Core Concepts
This paper proposes a generic Markov Decision Process (MDP) model for analyzing selfish mining attacks against a wide class of DAG-based blockchain protocols, enabling fair comparison and validation across different protocols.
Abstract
The paper presents a generic framework for modeling and analyzing selfish mining attacks against DAG-based blockchain protocols. Key points:
Existing selfish mining analyses have focused on linear chain protocols like Bitcoin, but many recent protocols use DAG structures, which require more complex MDP models.
The authors propose a modular protocol specification that captures the key components needed for selfish mining analysis, including block mining, chain update, progress tracking, and reward allocation.
Based on this protocol specification, the authors define a generic attack space and MDP model that can be instantiated for different DAG protocols. This includes tracking the defender's and attacker's views of the BlockDAG, as well as block withholding and release actions.

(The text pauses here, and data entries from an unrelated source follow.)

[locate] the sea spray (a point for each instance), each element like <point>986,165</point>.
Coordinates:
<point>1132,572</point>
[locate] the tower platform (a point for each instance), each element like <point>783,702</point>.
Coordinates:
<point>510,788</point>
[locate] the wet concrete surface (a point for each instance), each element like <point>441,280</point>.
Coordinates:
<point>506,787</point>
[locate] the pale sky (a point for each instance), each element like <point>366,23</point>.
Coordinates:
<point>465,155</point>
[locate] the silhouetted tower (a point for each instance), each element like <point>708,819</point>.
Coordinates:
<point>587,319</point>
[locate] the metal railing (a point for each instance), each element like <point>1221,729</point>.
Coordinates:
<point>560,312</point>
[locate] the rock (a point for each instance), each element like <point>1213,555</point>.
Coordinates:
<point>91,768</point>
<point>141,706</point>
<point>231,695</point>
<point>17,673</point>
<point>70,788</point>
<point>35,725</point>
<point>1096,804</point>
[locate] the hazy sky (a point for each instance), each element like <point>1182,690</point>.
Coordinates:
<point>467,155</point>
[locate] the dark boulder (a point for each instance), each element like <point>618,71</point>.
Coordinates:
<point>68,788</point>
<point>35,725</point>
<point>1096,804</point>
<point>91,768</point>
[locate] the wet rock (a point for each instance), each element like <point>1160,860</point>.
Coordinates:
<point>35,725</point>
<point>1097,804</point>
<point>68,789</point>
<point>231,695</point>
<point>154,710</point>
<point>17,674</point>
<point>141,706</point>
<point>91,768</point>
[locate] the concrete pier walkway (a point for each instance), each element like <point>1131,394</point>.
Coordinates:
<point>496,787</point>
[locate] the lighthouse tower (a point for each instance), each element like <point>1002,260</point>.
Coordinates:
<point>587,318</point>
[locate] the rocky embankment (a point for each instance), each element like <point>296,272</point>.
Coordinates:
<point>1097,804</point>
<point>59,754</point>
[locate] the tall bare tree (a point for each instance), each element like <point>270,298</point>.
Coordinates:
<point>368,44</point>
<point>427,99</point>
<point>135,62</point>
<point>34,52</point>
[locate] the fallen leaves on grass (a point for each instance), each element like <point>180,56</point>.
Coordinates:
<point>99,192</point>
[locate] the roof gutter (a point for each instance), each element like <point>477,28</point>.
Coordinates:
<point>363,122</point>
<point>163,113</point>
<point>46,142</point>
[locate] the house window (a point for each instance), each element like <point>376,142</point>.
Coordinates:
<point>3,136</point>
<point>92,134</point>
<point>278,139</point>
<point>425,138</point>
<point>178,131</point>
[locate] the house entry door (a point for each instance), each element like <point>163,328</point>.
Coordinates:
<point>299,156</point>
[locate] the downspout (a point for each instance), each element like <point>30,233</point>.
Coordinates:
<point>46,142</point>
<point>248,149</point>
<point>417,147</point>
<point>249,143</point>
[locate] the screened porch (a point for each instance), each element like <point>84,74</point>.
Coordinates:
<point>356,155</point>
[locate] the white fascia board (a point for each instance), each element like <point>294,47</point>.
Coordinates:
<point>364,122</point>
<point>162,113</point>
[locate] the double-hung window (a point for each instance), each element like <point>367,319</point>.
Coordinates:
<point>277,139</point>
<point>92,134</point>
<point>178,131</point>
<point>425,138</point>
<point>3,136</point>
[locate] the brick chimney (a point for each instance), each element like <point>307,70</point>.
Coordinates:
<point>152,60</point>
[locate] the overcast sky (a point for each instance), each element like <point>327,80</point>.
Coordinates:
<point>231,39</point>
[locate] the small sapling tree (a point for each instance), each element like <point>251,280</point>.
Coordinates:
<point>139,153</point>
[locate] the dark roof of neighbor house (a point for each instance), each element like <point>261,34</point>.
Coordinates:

The authors implement their generic model for Bitcoin and validate it against previous selfish mining analyses, showing alignment with the model of Sapirshtein et al. but identifying a discrepancy with the model of Bar-Zur et al.
The authors outline plans to extend the framework to model additional security metrics beyond selfish mining revenue, such as censoring and history rewriting, as well as to handle larger BlockDAGs using reinforcement learning techniques.
The key contribution is the development of a modular and generic MDP framework that can be applied to analyze selfish mining in a wide range of DAG-based blockchain protocols, facilitating fair comparisons and validations across different designs.